Good music. Good message. Good people. Those are three things that make Roots, Rice & Beans Denver's best new band. Rapper Molina Speaks formed the project in 2017 with fellow Westword MasterMind ILL Se7en, Roka Hueka bassist Ric Urrutia and Wild Lives/Roka Hueka drummer Blake Pendergrass. Merging experimental jazz beats with tight bars courtesy of Speaks and ILL Se7en, Roots, Rice & Beans ditches the preconceived notions that hip-hop should be driven by a rapper alone and that a pre-recorded track or jazz must be relegated to background music. Instead, these artists favor innovation, genre blending and putting on a stunning, moving show. Unlike many bands that labor at branding and promotions, Roots, Rice & Beans instead focuses its energy on music and poetry.

molinaspeaks.com

Readers' Choice: Decatur

The influence of Jessi Whitten, music director and assistant program director for Colorado Public Radio's OpenAir, can be heard across the airwaves. The radio veteran's taste is vast and eclectic, but her secret weapon is an intense knowledge of her home state's music scene. Whitten's programming blends local and international acts, and she helped push the likes of Esmé Patterson and Nathaniel Rateliff & the Night Sweats beyond state lines. Prior to helping launch CPR's OpenAir in 2011, she was at Boulder's famed Radio 1190, a college station known for producing listener-favorite on-air personalities.
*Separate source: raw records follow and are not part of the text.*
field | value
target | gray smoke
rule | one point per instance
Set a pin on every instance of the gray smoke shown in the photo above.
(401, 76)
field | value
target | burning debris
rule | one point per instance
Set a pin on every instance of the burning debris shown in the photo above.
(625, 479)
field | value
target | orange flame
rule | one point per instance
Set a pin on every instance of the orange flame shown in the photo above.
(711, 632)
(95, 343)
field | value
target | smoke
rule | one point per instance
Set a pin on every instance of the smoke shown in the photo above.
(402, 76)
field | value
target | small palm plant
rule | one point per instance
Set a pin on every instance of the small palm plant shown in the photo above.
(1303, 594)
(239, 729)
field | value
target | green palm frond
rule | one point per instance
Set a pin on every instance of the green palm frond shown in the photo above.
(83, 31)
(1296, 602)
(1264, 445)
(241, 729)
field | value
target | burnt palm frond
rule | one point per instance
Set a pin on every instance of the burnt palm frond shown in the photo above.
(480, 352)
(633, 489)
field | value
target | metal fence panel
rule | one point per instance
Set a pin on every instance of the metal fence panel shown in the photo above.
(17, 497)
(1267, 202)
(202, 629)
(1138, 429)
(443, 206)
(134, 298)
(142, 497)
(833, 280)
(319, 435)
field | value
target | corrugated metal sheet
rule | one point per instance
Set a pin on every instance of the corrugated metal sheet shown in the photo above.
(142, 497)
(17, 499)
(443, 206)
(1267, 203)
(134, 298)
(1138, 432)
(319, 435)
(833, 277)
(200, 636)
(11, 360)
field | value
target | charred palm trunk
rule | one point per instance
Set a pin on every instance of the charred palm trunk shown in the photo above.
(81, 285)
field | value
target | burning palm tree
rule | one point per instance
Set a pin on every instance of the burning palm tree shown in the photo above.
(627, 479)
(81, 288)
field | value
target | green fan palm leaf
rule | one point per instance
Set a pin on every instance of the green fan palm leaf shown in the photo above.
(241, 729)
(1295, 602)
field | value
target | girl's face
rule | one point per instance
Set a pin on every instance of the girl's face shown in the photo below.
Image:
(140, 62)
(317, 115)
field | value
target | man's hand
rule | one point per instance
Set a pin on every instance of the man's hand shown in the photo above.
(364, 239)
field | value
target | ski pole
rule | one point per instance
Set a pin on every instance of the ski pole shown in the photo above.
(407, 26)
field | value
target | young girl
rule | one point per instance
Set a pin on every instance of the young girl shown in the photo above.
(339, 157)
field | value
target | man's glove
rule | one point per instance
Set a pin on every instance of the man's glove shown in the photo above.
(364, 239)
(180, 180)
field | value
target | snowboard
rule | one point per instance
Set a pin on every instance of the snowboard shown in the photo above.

In addition to deejaying and directing OpenAir, Whitten contributes to NPR Music and has made appearances on NPR's Morning Edition and All Songs Considered, as well as on New York public-radio station WNYC.

cpr.org/openair

For more than two decades, active rock station KBPI has occupied the 106.7 position on the FM dial. So it was a shock to longtime listeners in Denver when the outlet jumped to 107.9 to make room for The Bull, a new country offering. And while there have been some technical difficulties with this transition that are in the process of being fixed thanks to the perseverance of station vet Willie B, the switch will ultimately have an unexpected benefit for Coloradans who love rockin' down the highway. Because the station can also be heard at 107.9 FM in Fort Collins and Colorado Springs, it will soon be possible to drive from Cheyenne to Pueblo without ever having to change the channel. Before long, you'll have no reason to take your hands off the wheel — unless it's to play air guitar.

kbpi.iheart.com

Glasss Records is guided by ethos, not genres. Musical outfits like RAREBYRD$, Abeasity Jones, Pearls and Perils, and EVP crisscross hip-hop, post-punk, noise and electroclash and find themselves right at home on the vinyl- and cassette-centric label. Run by musical power couple Vahco Before Horses and Amanda Gostomski — who perform in various projects themselves, including Glasss acts Gold Trash and Princes Dewclaw — the label seeks to collaborate with the artists it signs. Glasss Records also backs the idea that artists can be studio producers and record engineers, putting them squarely in control of their own product. Before Horses and Gostomski serve as curators and helping hands, demonstrating how local music can become next-level when everyone works together.